Han Im replied: “They may so attribute defeats, but their thinking (if thinking it be) is the thinking of a man who sees geese flying into the setting sun and believes that the sun is flying from the geese. There are other eunuchs who have dabbled in politics, but not I. To me, politics are a distasteful form of activity, for I have no desire to rule others.”
“Tung says we shall go to Szechuan,” the Emperor said. “I wonder how long he thinks it will be necessary. This rebel, An Lu-shan, will he gain or lose adherents? A Hun . . . my people will not willingly follow him.”
Han Im ceremoniously held out to the Emperor the dish containing plovers’ eggs.
“These,” he observed, “are good enough to prise our minds from our difficulties.”
In the Women’s Rooms, the Lady of the Tapestry picked up her rice bowl, spooned it half full of rice, added two pieces of fried bean-curd and a bunch of bean-sprouts, dipped her chopsticks in the sauce-boat, and then paused pensively.
“I was keeping those plovers’ eggs for your father,” she said.

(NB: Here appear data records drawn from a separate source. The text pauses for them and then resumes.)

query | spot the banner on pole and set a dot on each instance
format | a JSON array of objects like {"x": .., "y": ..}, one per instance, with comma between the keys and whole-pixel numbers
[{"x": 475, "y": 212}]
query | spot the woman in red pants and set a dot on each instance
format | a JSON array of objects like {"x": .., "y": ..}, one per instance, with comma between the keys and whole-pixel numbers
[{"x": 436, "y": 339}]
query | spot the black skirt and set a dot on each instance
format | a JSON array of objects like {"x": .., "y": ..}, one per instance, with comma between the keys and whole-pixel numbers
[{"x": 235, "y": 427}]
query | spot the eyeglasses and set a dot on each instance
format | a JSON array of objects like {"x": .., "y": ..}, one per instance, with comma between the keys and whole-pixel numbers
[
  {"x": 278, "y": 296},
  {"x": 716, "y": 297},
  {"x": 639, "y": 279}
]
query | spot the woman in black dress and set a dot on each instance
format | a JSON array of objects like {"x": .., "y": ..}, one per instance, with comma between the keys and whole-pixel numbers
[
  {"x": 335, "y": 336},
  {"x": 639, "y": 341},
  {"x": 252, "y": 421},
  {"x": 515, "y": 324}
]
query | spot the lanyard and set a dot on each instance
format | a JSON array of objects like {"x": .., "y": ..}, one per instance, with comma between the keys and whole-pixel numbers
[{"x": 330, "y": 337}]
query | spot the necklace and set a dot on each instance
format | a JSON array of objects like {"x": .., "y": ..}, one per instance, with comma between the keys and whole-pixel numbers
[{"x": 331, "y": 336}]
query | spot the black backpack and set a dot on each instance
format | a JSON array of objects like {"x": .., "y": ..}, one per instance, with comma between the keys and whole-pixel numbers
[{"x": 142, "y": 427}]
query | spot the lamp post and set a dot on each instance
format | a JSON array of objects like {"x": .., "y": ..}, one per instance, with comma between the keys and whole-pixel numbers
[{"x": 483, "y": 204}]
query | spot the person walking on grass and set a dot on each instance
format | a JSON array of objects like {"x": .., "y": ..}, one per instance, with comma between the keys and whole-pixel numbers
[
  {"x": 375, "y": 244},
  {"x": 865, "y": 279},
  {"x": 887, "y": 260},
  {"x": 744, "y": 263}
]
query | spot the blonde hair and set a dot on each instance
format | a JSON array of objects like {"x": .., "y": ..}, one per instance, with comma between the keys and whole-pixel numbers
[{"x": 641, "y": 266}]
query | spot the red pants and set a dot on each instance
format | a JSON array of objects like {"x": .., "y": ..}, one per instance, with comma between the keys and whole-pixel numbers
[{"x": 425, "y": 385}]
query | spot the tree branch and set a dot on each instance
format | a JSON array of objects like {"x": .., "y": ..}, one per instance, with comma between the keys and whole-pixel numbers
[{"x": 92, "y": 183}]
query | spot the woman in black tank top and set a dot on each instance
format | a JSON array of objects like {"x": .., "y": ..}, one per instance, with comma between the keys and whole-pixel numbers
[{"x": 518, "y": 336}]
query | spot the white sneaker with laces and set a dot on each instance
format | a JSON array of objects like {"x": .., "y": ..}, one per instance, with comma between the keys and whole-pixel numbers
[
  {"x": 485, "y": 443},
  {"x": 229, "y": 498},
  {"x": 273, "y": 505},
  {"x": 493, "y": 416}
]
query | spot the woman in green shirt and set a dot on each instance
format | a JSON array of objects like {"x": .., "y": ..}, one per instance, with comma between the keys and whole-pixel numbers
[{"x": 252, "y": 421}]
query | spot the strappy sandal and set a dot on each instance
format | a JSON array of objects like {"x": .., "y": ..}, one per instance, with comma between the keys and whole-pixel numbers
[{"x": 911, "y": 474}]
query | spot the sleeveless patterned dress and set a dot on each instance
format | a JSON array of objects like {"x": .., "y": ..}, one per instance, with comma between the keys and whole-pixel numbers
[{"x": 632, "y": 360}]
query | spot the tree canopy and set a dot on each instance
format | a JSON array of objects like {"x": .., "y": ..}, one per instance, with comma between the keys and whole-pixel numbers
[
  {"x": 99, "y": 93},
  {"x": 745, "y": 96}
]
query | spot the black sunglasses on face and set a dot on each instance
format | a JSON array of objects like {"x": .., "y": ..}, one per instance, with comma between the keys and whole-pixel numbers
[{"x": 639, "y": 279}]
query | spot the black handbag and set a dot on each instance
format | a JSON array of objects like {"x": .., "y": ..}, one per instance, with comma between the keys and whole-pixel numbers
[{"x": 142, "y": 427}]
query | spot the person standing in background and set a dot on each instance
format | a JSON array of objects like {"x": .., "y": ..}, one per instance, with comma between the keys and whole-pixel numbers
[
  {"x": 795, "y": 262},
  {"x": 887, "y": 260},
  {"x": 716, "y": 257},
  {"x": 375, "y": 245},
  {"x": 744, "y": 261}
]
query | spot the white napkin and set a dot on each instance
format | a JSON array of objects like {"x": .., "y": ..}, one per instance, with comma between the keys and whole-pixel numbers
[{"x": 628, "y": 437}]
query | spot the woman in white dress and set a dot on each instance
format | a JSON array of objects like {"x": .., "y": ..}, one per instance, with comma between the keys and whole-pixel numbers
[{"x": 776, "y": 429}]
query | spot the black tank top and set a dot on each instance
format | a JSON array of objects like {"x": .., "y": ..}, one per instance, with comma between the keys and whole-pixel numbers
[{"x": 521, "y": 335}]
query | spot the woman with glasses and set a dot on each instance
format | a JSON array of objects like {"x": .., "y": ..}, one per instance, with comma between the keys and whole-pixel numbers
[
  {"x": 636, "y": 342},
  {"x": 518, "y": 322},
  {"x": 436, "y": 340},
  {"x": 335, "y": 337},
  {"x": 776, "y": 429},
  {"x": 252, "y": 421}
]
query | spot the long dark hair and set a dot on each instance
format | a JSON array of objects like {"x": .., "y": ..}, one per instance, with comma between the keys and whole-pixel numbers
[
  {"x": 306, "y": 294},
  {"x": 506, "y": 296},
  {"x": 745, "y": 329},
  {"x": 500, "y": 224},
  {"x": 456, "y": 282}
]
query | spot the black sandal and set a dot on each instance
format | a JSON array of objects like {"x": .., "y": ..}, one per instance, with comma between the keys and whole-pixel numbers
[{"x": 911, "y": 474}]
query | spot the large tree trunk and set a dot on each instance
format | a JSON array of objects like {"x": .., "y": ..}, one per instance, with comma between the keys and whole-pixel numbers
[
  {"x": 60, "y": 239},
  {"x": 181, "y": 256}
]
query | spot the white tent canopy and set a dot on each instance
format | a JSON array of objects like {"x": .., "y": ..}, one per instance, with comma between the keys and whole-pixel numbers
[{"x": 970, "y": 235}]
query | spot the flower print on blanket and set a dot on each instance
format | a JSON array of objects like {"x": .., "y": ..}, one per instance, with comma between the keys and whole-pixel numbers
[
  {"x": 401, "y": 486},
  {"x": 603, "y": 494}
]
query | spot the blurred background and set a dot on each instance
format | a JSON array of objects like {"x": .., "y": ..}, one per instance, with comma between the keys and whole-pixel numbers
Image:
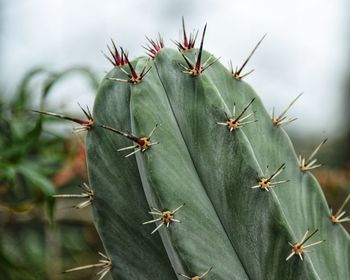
[{"x": 51, "y": 56}]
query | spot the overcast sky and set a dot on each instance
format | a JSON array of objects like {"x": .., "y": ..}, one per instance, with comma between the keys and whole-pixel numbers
[{"x": 306, "y": 49}]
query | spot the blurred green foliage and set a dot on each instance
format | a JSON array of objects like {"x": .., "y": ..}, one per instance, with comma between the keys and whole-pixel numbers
[{"x": 29, "y": 159}]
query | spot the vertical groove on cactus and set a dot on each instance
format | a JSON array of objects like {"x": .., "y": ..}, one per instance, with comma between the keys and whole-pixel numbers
[{"x": 210, "y": 189}]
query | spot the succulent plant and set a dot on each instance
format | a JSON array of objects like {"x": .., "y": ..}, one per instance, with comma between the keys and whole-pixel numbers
[{"x": 192, "y": 178}]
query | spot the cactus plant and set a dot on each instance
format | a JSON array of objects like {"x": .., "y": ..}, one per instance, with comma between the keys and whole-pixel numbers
[{"x": 193, "y": 179}]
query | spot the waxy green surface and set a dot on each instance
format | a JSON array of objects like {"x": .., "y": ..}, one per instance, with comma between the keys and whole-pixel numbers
[{"x": 242, "y": 232}]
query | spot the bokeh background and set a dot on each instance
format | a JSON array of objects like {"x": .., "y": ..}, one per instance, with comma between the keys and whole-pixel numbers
[{"x": 51, "y": 56}]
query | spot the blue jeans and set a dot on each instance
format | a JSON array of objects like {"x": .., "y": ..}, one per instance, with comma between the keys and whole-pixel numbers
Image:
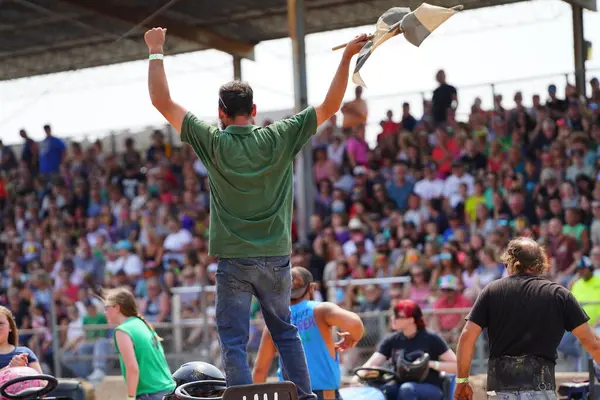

Her younger daughter, Pen Mooi Tsai, stopped eating. “You did not put them all out,” she said. “Besides, we can get more. I think that the Captain of the Guard is very handsome.”
Her mother replied: “Possibly. But you have only seen twelve summers, and you are affianced to a boy in Lo-yang, so you must not think of such things. I wonder where your elder sister is.”
“Still at Chang-an, I suppose,” the girl answered.
The Lady of the Tapestry frowned. “How many times,” she asked, “must I remind you that you have but one other sister, your sister Mei? It is true that there was another, but, as you say, she went to Chang-an, and she is no longer your sister, really. Besides, I said ‘elder’, not ‘eldest’, so you should not have made the mistake. Where can she be?”
Mooi-tsai replied: “The Emperor must be a great strong man to want such a number of girls. I wish you had let me see him, instead of keeping me in here. I think I hear my sister Mei outside the door. She seems to have someone with her.”
Peng Mei, a little taller than her younger sister, came in and said: “There is a girl here who came with the Emperor’s men. She had nowhere to feed, so I brought her in. She does not speak.”
Mooi-tsai went on eating, but she turned her head to see who it was.
The Lady of the Tapestry looked at the girl as she stood within the doorway. Then the Lady of the Tapestry rose to her feet. Her voice was calm.
“Come with me to my room,” she said. “Mooi-tsai, when you have finished your bowl, bring mine and another for our visitor. Do not forget the chopsticks, nor the sauce. Mei, start your meal.” She led the way to the adjoining room. When they had gone in she put her arm round Winter Cherry’s shoulders and said: “Do not tell me, if you do not want to. Now, now, crying will do you no good. Still, my jacket is an old one. Put your head here. You must finish before Mooi-tsai reaches the bottom of her bowl. There, there!”